The old lady slumped back into her mound of pillows and rugs. The audience was over, just like the brandy.

‘Granny likes you,’ said Billy, his voice full of awe, as he ushered them out. ‘I can tell. She never threw anything at you. Better get her the snuff and the brandy pretty soon, however, otherwise she might get a bit stroppy in an occult sort of way, if you hear what I’m saying, or rather, of course, what I ain’t saying. Nice to meet you folks, but old man King doesn’t like to see people not working.’

‘Excuse me, Billy,’ said Carrot, grabbing him by his skinny arm. ‘Are there any goblin caves anywhere around here?’

‘You got what you wanted, officer. There ain’t none, as far as I know. I don’t care. You could try up-country, that’s my advice, but I really don’t care. If you find a goblin cave on a map you can bet your teeth there won’t be any goblins there any more, not live ones, at least.’

‘Thank you very much for your assistance, Mister Slick, and may I congratulate you on having a grandmother with such good grasp of contemporary vocabulary?’ said Carrot.

There was a delighted shriek from the direction of the dome, the walls of which were very thin.

‘Damn right! Granny Slick ain’t so thick!’

‘Well, perhaps we have a result,’ said Carrot as they headed back into the city, ‘but, well, I know Ankh-Morpork is a melting pot of a city, but don’t you think it’s rather sad when people come here and forget their ancestry?’

‘Yes,’ said Angua, not looking at him. ‘It is.’
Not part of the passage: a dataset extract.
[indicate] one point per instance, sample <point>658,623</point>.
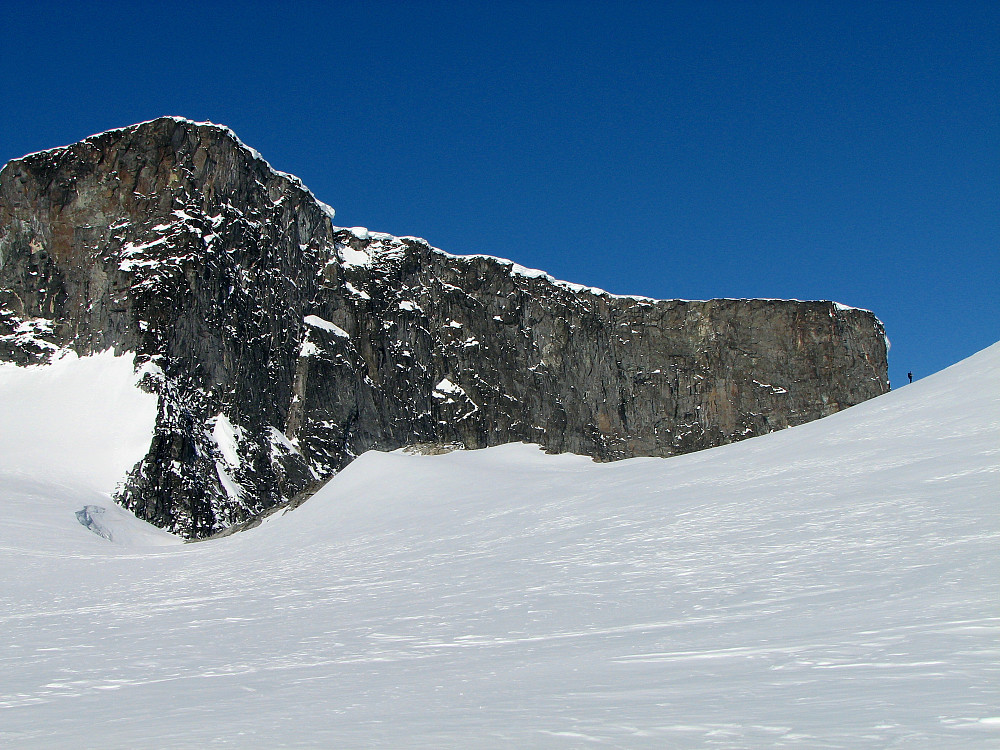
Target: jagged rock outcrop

When they were back in Pseudopolis Yard, Carrot summoned Cheery. ‘I’d like you to go and see the tobacconist who gave Sergeant Colon that cigar. Ask him where his tobacco comes from. We know there’s lots of smuggling going on anyway, so he’ll be worried. It might be a nice idea to take along an officer whose mere presence will worry him a little more. Wee Mad Arthur is back from leave.’

Cheery grinned. ‘In that case, I’ll take him. He worries everybody.’

Mr Bewilderforce Gumption was having a good day so far. He had been to the bank to deposit the takings and had bought two tickets to the opera. Mrs Gumption would be very pleased about that and certainly more pleased than she was to be called a Gumption. She was always urging him into high society or, at least, higher society, but in some ways the name Gumption always held you back. And now he held open the door to his emporium and saw the policeman sitting patiently in the chair.

Cheery Littlebottom stood up. ‘Mister Bewilderforce Gumption?’